A good point. The business and marketing aspect of this situation can not be overlooked. The rewrite in Rust was a clear marketing opportunity, to maintain the LLM hype, that team Bun warmly embraced.
I don’t think the Zig project adopting a strict ‘no LLM’ policy affects the LLM vendors at all. How many developers are working on the Zig project itself that will (maybe) now not buy a Claude subscription? I can buy that this is a marketing stunt, but nobody at the top cares if a relatively small open source project doesn’t allow AI contributions.
I don't know about that. Zig's bdfl got significant mainstream press attention for his anti-LLM stance. Definitely enough attention for various LLM vendors to notice.
Based on their actions, I don’t think the LLM vendors take anti-AI sentiment very seriously. If anything they court it, though I think it’s more likely they’re just high on their own supply. I doubt the Zig statement had any effect on the thoughts of the people who actually sign contracts with Anthropic, who are mostly not engineers.

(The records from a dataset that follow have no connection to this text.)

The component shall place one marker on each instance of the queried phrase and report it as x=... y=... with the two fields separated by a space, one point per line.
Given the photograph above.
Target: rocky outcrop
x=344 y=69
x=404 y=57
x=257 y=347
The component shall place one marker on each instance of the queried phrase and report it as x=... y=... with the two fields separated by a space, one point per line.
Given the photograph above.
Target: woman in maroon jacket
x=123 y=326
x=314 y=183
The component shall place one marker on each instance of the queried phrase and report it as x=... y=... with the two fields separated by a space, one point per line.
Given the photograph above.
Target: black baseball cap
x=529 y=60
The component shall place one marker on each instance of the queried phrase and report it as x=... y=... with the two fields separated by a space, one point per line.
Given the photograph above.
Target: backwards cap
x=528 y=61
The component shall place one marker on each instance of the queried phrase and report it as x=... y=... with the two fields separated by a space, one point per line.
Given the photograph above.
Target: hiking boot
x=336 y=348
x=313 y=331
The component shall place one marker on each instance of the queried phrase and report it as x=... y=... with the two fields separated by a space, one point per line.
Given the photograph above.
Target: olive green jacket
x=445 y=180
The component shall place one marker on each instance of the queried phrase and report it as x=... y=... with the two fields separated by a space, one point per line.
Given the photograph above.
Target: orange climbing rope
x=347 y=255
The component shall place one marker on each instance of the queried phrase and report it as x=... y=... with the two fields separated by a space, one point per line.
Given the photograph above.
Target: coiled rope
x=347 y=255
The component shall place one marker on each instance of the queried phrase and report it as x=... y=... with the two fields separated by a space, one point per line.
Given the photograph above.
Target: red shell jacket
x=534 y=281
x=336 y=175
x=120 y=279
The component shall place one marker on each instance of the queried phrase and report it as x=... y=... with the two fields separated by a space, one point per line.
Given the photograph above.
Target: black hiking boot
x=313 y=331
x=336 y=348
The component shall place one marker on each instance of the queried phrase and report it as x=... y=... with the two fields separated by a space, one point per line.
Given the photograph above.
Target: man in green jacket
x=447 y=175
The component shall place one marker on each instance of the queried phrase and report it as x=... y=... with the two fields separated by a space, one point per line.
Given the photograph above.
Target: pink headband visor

The marketing opportunity here is in promoting Claude Code, not giving a smackdown to Andrew Kelley (who vanishingly few people who throw around millions of dollars on AI contracts have heard of).
I would expect from 'astroturfing' that they were in some way paying people to recommend it. This just seems to be advice on how to recommend it for people who already want to recommend it.
it does tho is the thing, like if someone is fine with using a non-SOTA model then no, but those people are probably happy with deepseek or something cheap like that, if you feel you need to be on the absolutely frontier of commercially available that's OpenAI right now, they need to convince those people they are not too far behind if they are still only using Opus or enroll them onto Mythos.